Carmen intime en Provence
L’opéra Carmen est ici concentré en une durée d’une heure et demie, porté par de jeunes chanteurs et replacé dans un contexte plus minimaliste et intime par la mise en scène, les décors, costumes et lumières de Frédéric Roels (Directeur de l’Opéra Grand Avignon et ancien Directeur de l’Opéra de Rouen qui a produit ce spectacle). Le plateau consiste en un carré (les quatre angles représentant les quatre personnages) plein de sable qui donne forme à une arène en miniature, un espace ouvert sur 360°, avec des spectateurs qui entourent et observent attentivement les artistes depuis les chaises, les gradins et les coussins posés par terre.
L’histoire est réduite au strict minimum, entraînant de fait certaines ruptures de continuité dans la narration et les actions des personnages, mais mettant en valeur la fragilité des caractères principaux de l'œuvre originale.
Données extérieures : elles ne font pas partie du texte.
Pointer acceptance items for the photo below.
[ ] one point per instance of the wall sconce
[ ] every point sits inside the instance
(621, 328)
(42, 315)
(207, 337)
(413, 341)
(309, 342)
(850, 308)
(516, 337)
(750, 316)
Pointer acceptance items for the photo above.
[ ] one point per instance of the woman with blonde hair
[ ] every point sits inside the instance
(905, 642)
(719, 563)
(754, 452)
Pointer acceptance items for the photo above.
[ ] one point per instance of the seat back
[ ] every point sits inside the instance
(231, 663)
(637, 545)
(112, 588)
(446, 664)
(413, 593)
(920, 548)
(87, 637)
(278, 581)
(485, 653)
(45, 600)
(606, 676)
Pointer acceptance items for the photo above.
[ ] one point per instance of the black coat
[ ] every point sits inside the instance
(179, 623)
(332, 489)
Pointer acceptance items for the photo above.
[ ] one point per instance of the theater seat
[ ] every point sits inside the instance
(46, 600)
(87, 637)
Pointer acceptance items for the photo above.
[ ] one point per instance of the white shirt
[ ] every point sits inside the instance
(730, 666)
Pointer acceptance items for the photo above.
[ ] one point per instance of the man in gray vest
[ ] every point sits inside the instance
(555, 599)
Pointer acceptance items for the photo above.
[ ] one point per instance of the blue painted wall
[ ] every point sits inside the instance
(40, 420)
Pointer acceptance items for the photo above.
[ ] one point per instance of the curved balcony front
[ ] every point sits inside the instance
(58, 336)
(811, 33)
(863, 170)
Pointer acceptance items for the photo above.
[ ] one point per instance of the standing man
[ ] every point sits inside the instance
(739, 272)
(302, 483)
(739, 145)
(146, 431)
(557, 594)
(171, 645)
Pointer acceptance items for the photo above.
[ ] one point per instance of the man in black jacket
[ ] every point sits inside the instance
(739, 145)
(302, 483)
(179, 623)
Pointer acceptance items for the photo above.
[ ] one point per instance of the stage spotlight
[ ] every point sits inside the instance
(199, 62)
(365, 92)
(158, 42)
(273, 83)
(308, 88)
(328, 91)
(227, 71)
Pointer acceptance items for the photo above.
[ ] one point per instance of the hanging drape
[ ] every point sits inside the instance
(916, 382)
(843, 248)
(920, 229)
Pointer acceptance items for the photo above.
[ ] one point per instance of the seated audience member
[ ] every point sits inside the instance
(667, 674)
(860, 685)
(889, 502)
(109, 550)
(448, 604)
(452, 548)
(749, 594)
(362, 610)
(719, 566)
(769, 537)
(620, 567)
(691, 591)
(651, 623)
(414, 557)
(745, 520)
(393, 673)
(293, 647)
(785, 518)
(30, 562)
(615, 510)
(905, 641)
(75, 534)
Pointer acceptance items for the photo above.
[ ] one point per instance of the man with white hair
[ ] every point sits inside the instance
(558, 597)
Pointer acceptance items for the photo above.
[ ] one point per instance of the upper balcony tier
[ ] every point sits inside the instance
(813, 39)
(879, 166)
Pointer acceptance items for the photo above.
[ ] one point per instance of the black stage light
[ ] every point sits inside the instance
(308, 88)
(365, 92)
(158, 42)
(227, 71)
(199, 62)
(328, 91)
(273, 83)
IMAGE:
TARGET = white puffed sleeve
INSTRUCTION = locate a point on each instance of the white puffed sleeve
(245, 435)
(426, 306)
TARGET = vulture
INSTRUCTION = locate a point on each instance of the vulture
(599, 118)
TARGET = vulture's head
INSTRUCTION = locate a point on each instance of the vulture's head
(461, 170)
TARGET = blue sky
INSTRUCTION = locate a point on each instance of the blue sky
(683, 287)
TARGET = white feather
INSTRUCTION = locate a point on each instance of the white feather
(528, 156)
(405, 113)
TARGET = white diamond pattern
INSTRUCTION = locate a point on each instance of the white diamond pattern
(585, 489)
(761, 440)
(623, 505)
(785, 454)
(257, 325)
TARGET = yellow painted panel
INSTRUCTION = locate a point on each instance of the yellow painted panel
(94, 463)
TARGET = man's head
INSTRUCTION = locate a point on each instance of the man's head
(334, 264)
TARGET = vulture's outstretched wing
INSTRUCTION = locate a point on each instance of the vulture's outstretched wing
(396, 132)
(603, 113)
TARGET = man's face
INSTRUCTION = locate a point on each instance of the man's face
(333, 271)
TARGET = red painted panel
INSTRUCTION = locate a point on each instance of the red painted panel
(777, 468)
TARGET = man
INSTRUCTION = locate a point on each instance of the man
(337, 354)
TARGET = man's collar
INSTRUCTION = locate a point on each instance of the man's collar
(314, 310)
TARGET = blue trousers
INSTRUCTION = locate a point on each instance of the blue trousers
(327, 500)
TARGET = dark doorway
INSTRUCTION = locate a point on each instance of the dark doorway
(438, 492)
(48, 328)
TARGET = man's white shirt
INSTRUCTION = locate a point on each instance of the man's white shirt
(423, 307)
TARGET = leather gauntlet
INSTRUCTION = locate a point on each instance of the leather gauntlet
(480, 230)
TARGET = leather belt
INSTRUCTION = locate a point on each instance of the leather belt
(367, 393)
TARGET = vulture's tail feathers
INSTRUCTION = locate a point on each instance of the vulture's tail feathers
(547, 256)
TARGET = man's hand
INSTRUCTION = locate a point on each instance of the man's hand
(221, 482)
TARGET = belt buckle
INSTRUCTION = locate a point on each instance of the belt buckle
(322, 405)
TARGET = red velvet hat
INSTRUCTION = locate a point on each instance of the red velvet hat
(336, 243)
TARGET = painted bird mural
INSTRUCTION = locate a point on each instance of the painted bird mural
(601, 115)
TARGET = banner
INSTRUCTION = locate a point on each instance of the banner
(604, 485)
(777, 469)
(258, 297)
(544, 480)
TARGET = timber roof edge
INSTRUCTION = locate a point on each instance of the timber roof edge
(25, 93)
L’adaptation de Frédéric Roels propose aussi quelques changements dans l’histoire de l'opéra (Carmen meurt ici étranglée, et non pas poignardée). L’orchestration de Bizet est réduite également... à un seul instrument : le violoncelle, qui, selon les mots de Frédéric Roels, représente une sensualité profonde et se rapproche au mieux de cette tessiture grave et envoûtante de la mezzo-soprano qu'est Carmen. Le fait que l’air le plus célèbre de cet opéra, la Habanera, commence justement par un arpège du violoncelle y est aussi pour quelque chose. L’adaptation musicale, signée Jacques Petit, se base pleinement sur l'œuvre originale, tout en jouant sur des suspensions, tenues, silences, suscitant des avis partagés dans le public. Le violoncelliste Florent Audibert accompagne les chanteurs et les soutient attentivement. Il présente sa technique assurée, qui lui permet de jouer en solo et presque sans arrêt pendant tout le spectacle. Cependant, sûrement, à cause de la fatigue, il perd parfois en précision, il couvre parfois les chanteurs et devient quelque peu monotone et déconcertant par moments.
Carmen, la tzigane passionnée au caractère indomptable, est interprétée ici par la jeune mezzo guadeloupéenne Axelle Saint-Cirel. Sa voix corsée et généreuse, bien canalisée, est accompagnée d’un vibrato bien marqué et d’ornements très agiles. Son chant est agréablement accentué et nuancé, avec des piani très délicats et des forte qui atteignent facilement chaque spectateur. Son texte est clair, grâce à des voyelles arrondies et des consonnes bien marquées. Elle interprète la Habanera sur le dos, montrant une voix stable et soutenue. Son interprétation sait séduire Don José et Escamillo avec grâce, mais aussi se montrer menaçante avec un regard profond et des gestes fermes.
Le soldat amoureux de Carmen, Don José, habillé ici en policier municipal, est interprété par le ténor Etienne de Bénazé. Il interprète son personnage d’une voix claire et légère, accompagnée d’un joli phrasé. Les moments les plus intenses de son chant mènent à des fins de phrases appuyées sur des craquellements de voix expressifs. Ses aigus ne sont pas assez ouverts et tournés, donnant parfois quelques notes aiguës un peu basses et étouffées dans l’acoustique courte de la salle. Sa voix manque aussi de rondeur et de puissance par moments, se laissant couvrir facilement par ses collègues ou par le violoncelle. Son jeu scénique manque un peu d’assurance dans ses déploiements et verse parfois dans l'excès alors que sa présence est sinon naturelle.
Le baryton Aimery Lefèvre incarne le toréador Escamillo d’un regard profond et séducteur, dans son costume totalement blanc. Il chante d’une voix caverneuse et intense, large et pénétrante. Son vibrato s'ouvre sur un texte très clair. Sa voix robuste et bien projetée reste, malgré l’acoustique de la salle, très sonore avec des graves et des médiums bien assurés qui envahissent l'acoustique lors de chacune de ses interventions. Sa voix chaude reste ainsi totalement reconnaissable lors des ensembles et lui permet de mettre en valeur son expérience et la maturité de son instrument.
Micaëla est interprétée par la soprano Lyriel Benameur. Habillée comme en petite fille, elle fait montre d’une jolie voix claire aux aigus brillants et bien soutenus. Sa voix riche en harmoniques aigus, accompagnée d’un vibrato rapide, lui permet d’émettre une voix sonore même lorsqu’elle tourne le dos au public (de l’un des quatre côtés). Cependant, ayant récemment commencé sa carrière, son jeu scénique est encore hésitant, malgré des efforts évidents pour proposer un jeu théâtral expressif.
Le public applaudit les artistes pendant de longues minutes et ceux-ci remercient en faisant des révérences des quatre côtés du carré et par deux fois.